Llegué a creer que el Dinero era el dios más universal...
Cuando llegué a este mundo, el dios que más adeptos tenía era el Dinero, su culto atravesaba como el aire todas las fronteras; incluso las fronteras de las religiones, pues en todas ellas había quienes lo tenían como el valor supremo de sus vidas. Era (y lo sigue siendo) un dios al que no afectaban las distancias geográficas ni la diversidad idiomática. En inglés o en chino, en alemán o en turco, en español o en árabe, en hindi o en bengalí… se escuchaban los rezos encumbrándolo, se le dirigían loas en todas las lenguas.

No lo noté al principio, pues, pese a que era un hecho más grande que una montaña, uno no puede ver aquello que siempre está ahí, pegado a uno hacia donde quiera que dirija la vista: que el dinero fuese el dios más universalmente amado era un hecho tan invisible como nuestra nariz a la que, por cierto, tampoco podemos ver. Tuve que viajar por las mentalidades para comprender que ya habían existido antes otros valores endiosados: tuve que ir a las sagas vikingas para descubrir que la Fuerza era tan amada como Odín; tuve que ir a la Grecia antigua para exhumar algo que habiendo sido un gran dios en el pasado no había dejado el menor rastro para cuando yo nací: no contaba ya con ningún adepto, al menos en mi entorno. Me refiero, por supuesto, al Honor. Ese valor había sido importantísimo y no sólo en la literatura homérica, sino en las calles de Atenas y había llegado hasta los romanos, como cuenta Montaigne en sus Ensayos al referirse al grupo de soldados que rechazaron el reconocimiento que se les ofrecía, pues  estaban convencidos de que el triunfo en la batalla se había debido a la suerte, a un azar en el que ellos podía confiar ciegamente, y no a la destreza de sus armas y menos a las estrategias del general que los comandaba; prefirieron por el Honor renunciar a la gloria que les ofrecía el senado y declinar todos sus beneficios. De ese tamaño era el Honor, imagínense.

Llegué a creer que el Dinero era el dios más universal y más reciente; sin embargo, ahora que ya llevo un buen rato en este mundo, veo un dios más nuevo, más reciente, un dios que hay que sustantivar, pues en el fondo es un adjetivo: Lo Divertido. De unos años para acá Lo Divertido es lo que acredita y da valor a cualquier cosa: desde la vida que para vivirla debe ser divertida hasta las matemáticas que, para merecer la atención del público, tienen que ser divertidas.

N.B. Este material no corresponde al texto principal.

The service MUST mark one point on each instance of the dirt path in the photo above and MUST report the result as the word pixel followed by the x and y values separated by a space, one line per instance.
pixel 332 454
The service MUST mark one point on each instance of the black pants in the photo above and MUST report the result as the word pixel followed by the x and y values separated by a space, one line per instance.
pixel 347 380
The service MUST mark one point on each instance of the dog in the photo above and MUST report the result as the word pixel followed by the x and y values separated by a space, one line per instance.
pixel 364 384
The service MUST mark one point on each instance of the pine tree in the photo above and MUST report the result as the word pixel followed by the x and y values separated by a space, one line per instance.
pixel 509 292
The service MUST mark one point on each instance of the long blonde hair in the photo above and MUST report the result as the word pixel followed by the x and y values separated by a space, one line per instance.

Todo lo que hoy vale la pena se presenta como divertido. La literatura se anuncia como divertida, las playas se ofrecen como divertidas, las personas con las que queremos rodearnos nos parecen divertidas, el amor por supuesto, que es deseable por ser lo que es; es mejor si es divertido, y hasta el sexo, quiero decir, su práctica que es de lo más gozosa, no nos sabe si no es divertido. Lo Divertido es lo que todos queremos por encima de todo y hasta nosotros nos esforzamos por ser divertidos.

A los seres humanos también se les conoce por sus dioses y, no cabe duda, que los de hoy, al haber adoptado como dios emblemático Lo Divertido, son, somos, los más infantiles y ñoños de toda la historia. Mientras tanto exijamos, como ocurre ya, que la comida sea divertida, que la música sea divertida, que los números sean divertidos, que el pensar sea divertido. Pues cuando todos terminemos convirtiéndonos en payasos el mundo será divertidísimo.